Marie nous donne son Fils

Rédigé par un moine de Triors le dans Religion

Marie nous donne son Fils
Lors de la Visitation, la foi de Marie se met en route.

Le mercredi 15 septembre, lors de son pasasge à Bratislava, pour la clôture du 52e congrès eucharistique international, le Pape a salué la foi de Marie dans son homélie.

Après la Hongrie, le Pape se rendit en Slovaquie qu’avait visitée par trois fois Jean-Paul II, Benoît XVI se contenant d’aller dans le pays voisin, la Tchéquie, qui forma avec elle un seule pays pendant soixante-dix ans. Nous sommes au cœur de l’Europe, dans un pays qui comme la Hongrie appartenait à l’Empire austro hongrois. Dans son homélie de la messe, le Pape commente l’évangile du jour qui retrace la prophétie du vieillard Siméon dans le Temple de Jérusalem. Celui-ci accueille Jésus et le reconnaît comme le Messie envoyé pour le salut d’Israël. On notera au passage que dans la ligne du prophète Isaïe, il reconnaît les deux messianismes du nouveau David et du Serviteur souffrant. Ce n’était pas si évident que cela. Les juifs et même les Apôtres buteront sur cette pierre d’achoppement. Pierre lui-même sera rabroué par Jésus qui le traitera de Satan.

Dans cet épisode, Marie nous donne son Fils. C’est pourquoi nous devons aimer et vénérer Marie notre Mère. Marie doit toujours être la route qui nous introduit dans le cœur du Christ qui s’est livré par amour et obéissance à son Père pour nous. A la lumière de l’Evangile nous devons regarder Marie comme notre modèle dans foi, vertu qu’elle pratiqua de façon exceptionnelle à l’instar d’Abraham, comme le soulignait Jean-Paul au n°14 de son encyclique Redemptoris Mater.

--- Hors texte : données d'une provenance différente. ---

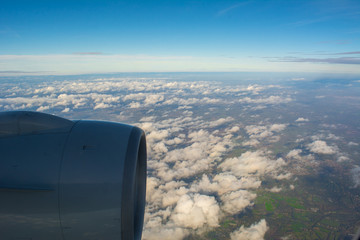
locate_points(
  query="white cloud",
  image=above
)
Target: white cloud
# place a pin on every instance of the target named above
(301, 119)
(196, 211)
(268, 100)
(255, 232)
(321, 147)
(355, 172)
(235, 202)
(252, 163)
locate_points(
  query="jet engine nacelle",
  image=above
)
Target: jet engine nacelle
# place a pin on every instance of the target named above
(70, 180)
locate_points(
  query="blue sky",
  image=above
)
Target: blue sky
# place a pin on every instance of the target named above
(61, 37)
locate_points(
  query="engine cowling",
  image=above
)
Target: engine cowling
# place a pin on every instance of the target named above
(70, 180)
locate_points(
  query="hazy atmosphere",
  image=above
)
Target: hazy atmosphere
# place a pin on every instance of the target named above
(251, 108)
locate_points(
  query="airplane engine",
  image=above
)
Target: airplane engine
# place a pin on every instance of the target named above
(70, 180)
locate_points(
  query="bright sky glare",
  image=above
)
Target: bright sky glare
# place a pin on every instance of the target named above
(88, 36)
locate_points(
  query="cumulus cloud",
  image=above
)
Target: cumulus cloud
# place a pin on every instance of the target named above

Le Pape souligne trois caractéristiques de la foi de Marie. D’abord la foi de Marie se met en route. C’est très bien souligné dans le passage de la Visitation à sa cousine Elisabeth. Marie n’est pas restée immobile à se contempler elle-même entre les quatre murs de sa maison. Elle a vécu ce don reçu comme une mission à accomplir. Elle s’est mise en route et qui plus est avec hâte. Dans l’Evangile du jour, Marie s’est aussi mise en route, cette fois vers Jérusalem pour, avec son époux Joseph, présenter Jésus dans le Temple. Toute sa vie sera une marche à la suite de son Fils, comme première disciple, jusqu’au Calvaire, au pied de la Croix. Marie marche toujours et nous devons l’imiter et lui demander de nous aider, car Jérusalem est encore loin. Marie fut dans la persécution un modèle de la foi pour le peuple slovaque, qui, dans les temps durs, fut animé d’une foi engendrant une dévotion simple et réelle. Notre vie doit être avec Marie un pèlerinage d’amour vers Dieu et vers les frères.

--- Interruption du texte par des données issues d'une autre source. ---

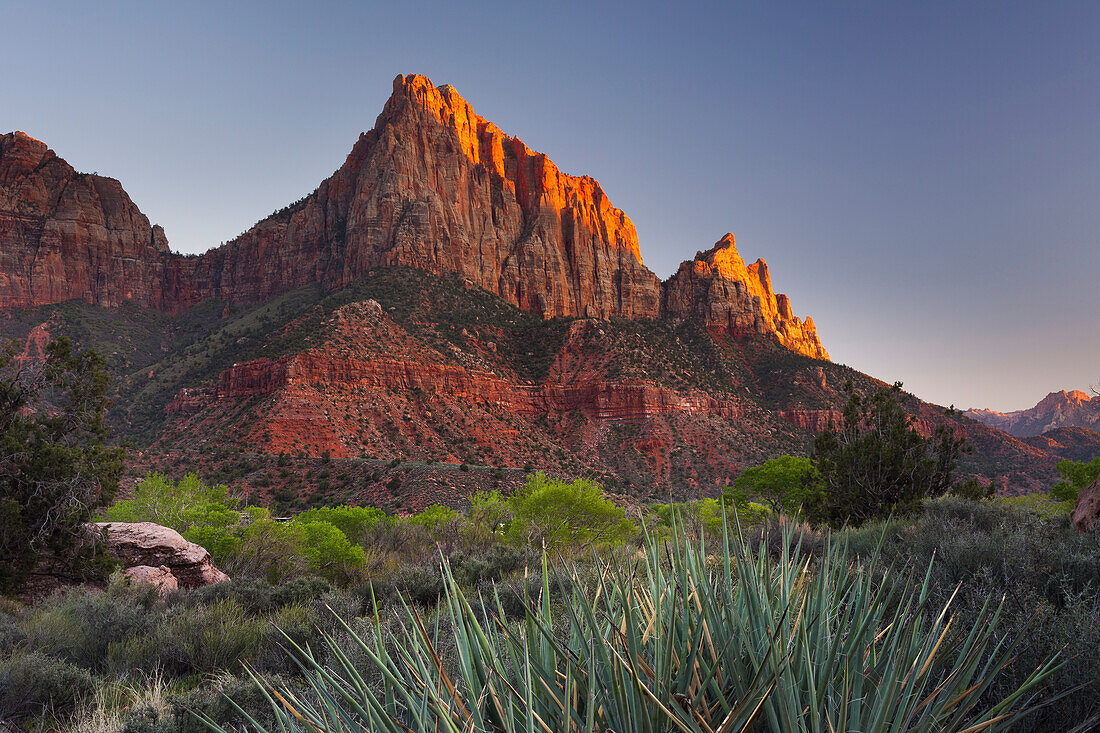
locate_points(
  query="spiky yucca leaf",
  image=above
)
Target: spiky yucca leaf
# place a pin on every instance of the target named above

La foi de Marie est aussi une foi prophétique. Par sa vie, elle devient l’œuvre de Dieu dans l’histoire, en soulignant que la miséricorde divine renverse les logiques du monde en élevant les humbles et en abaissant les superbes. Marie sera toujours le type de ces anawim, les pauvres en esprit des Béatitudes. Marie est vraiment l’icône de notre vocation. La prophétie d’Israël culmine en Marie parce qu’elle porte dans ses entrailles la Parole de Dieu faite chair, Jésus vrai Dieu, mais qui sera toujours un signe de contradiction.

 Comme le souligne le Pape, on ne pourra jamais réduire la foi au sucre qui adoucit la vie. Jésus sera toujours un signe de contradiction. Accueillir Jésus signifie accepter qu’il dévoile nos contradictions, nos idoles et toutes les suggestions du mal. Le monde, et pas seulement la Slovaquie, ont  besoin de vrais prophètes, des hommes de Dieu qui nous rappellent les exigences de notre alliance avec la Sagesse éternelle.

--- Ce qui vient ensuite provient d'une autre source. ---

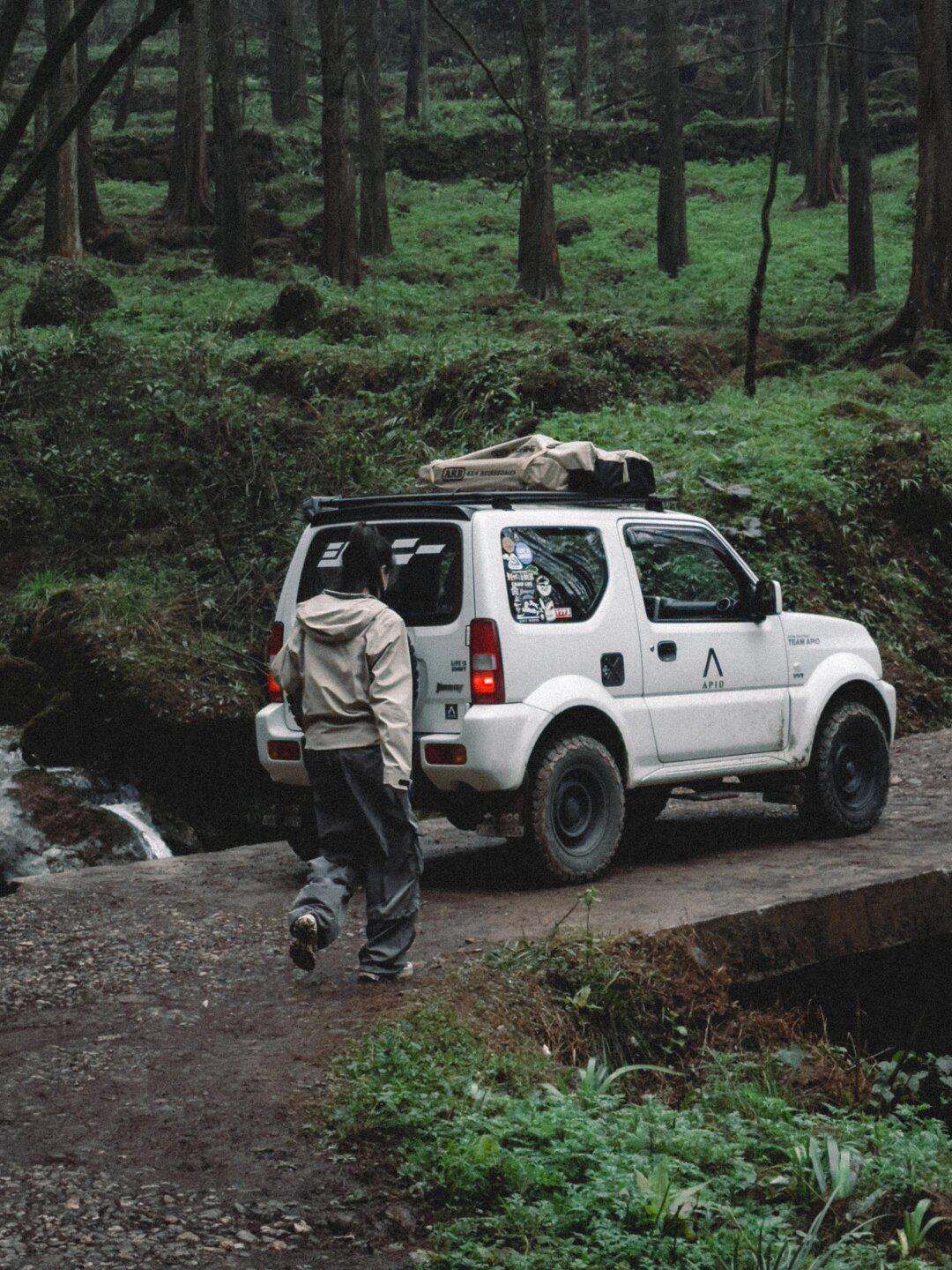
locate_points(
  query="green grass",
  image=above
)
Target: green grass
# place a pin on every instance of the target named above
(531, 1165)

Enfin, Marie est la Mère de la compassion. On le voit bien aux noces de Cana, mais surtout au pied de la Croix, où elle comprit dans sa totalité la prophétie de Siméon. Marie, compatissante recueille nos larmes comme à La Salette, à Akita ou Syracuse. Marie nous console et  nous montre dans son Fils la victoire définitive sur le péché, la mort et le monde.